At the same time, they have to be made to realize that their nutrition plays an integral role in feeling well. They have to supply their bodies with proper nutrients and eliminate the excesses or chronic addictions to alcohol, drugs, or food (including sweets and sugar). Inevitably, I find that if someone gets away from an addiction to sugar, they function much better. The old term hypoglycemia is very appropriate for their condition, particularly for people with chronic depression, chronic fatigue syndrome, and chronic immune system dysfunction. These people find that when they modify their diets and get off sugars, their mental functioning improves considerably.
This is the first step: switching to a healthy diet containing lots of vegetables, fruits, and whole grains, and minimizing the amount of meat in the diet. Now some people will feel better once they modify their diet, and they'll be able to move right into more activity. Some people need to start off with some kind of moderate exercise program and almost automatically they will start to look for a more nutritious diet. The two seem to go hand in hand. Nowadays, so many athletes are paying a lot more attention to what they eat, in addition to their workouts. Similarly, many people who are paying attention to their diets now find that exercise almost becomes an inevitable consequence of paying attention to promoting good health.

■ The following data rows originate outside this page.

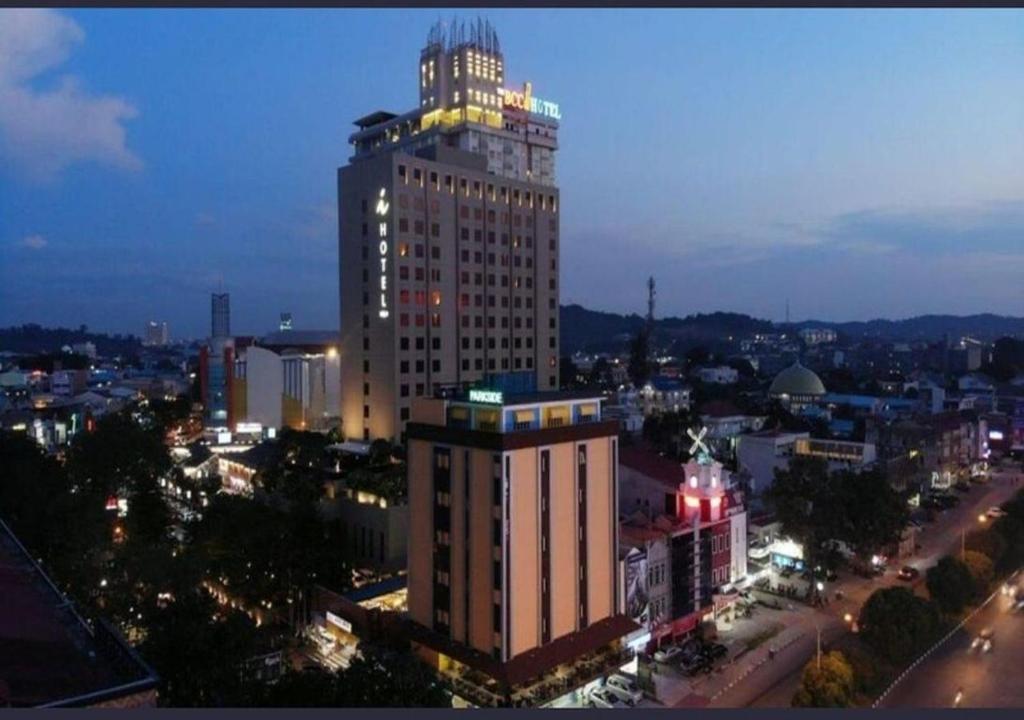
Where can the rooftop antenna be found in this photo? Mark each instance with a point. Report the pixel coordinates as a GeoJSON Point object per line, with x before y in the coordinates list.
{"type": "Point", "coordinates": [650, 303]}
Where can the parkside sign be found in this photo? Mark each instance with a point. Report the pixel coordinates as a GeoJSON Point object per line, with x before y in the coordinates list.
{"type": "Point", "coordinates": [488, 396]}
{"type": "Point", "coordinates": [526, 100]}
{"type": "Point", "coordinates": [381, 210]}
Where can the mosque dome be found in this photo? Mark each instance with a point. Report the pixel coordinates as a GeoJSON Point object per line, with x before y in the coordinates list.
{"type": "Point", "coordinates": [797, 381]}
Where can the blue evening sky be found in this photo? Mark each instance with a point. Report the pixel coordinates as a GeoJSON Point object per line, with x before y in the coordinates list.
{"type": "Point", "coordinates": [859, 163]}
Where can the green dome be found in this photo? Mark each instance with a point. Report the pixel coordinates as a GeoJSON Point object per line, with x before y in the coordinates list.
{"type": "Point", "coordinates": [797, 380]}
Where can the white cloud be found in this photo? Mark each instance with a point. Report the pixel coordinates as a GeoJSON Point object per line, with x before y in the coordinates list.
{"type": "Point", "coordinates": [33, 242]}
{"type": "Point", "coordinates": [42, 131]}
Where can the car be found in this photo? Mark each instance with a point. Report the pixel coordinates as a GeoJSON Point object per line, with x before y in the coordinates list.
{"type": "Point", "coordinates": [908, 573]}
{"type": "Point", "coordinates": [666, 654]}
{"type": "Point", "coordinates": [715, 650]}
{"type": "Point", "coordinates": [983, 642]}
{"type": "Point", "coordinates": [602, 697]}
{"type": "Point", "coordinates": [700, 664]}
{"type": "Point", "coordinates": [625, 687]}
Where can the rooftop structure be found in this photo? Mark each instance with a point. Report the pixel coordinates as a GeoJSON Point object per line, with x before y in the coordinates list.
{"type": "Point", "coordinates": [49, 655]}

After paying attention to exercise and nutrition, you need to be aware of the stresses of your own lifestyle: your own patterns of behavior and how they are manifested and how they may be altered by more healthy ways of thinking. For example, if you frequently get upset by dwelling on the past, then you need to try not to think so much about what took place in the past or what is going to happen in the future. Your emotional work is to learn how to focus on the present reality, what's going on now, by putting the body in a mode where it is accepting what's happening now, so you're ready for anything that may happen, instead of reliving crises over and over again.
DR. DORIS RAPP
Mood disorders often lead to battering of family members and intimates. Husbands batter wives, wives batter husbands, they both batter the children, and boyfriends batter their girlfriends. Mother battering, I might add, is very common. Many of the children I treat beat, kick, bruise, bite, and pinch their mothers. When some individuals have typical allergies and environmental illness, if they have a mood problem and they can become nasty and irritable and angry, all I ask is, what did they eat, touch, and smell? It might be a food, or dust, or mold, or chemicals, or pollens, which not only affect the brain, but discrete areas of the brain. So the allergen or food or chemical exposure might make you tired or, if it affects the frontal lobes, it might make you behave in an inappropriate way. It could affect the speech center of the brain so that you speak too rapidly, or unclearly, or you stutter, or don't speak intelligently. It's just potluck as to what area of the body will be affected when you are exposed to something to which you are allergic.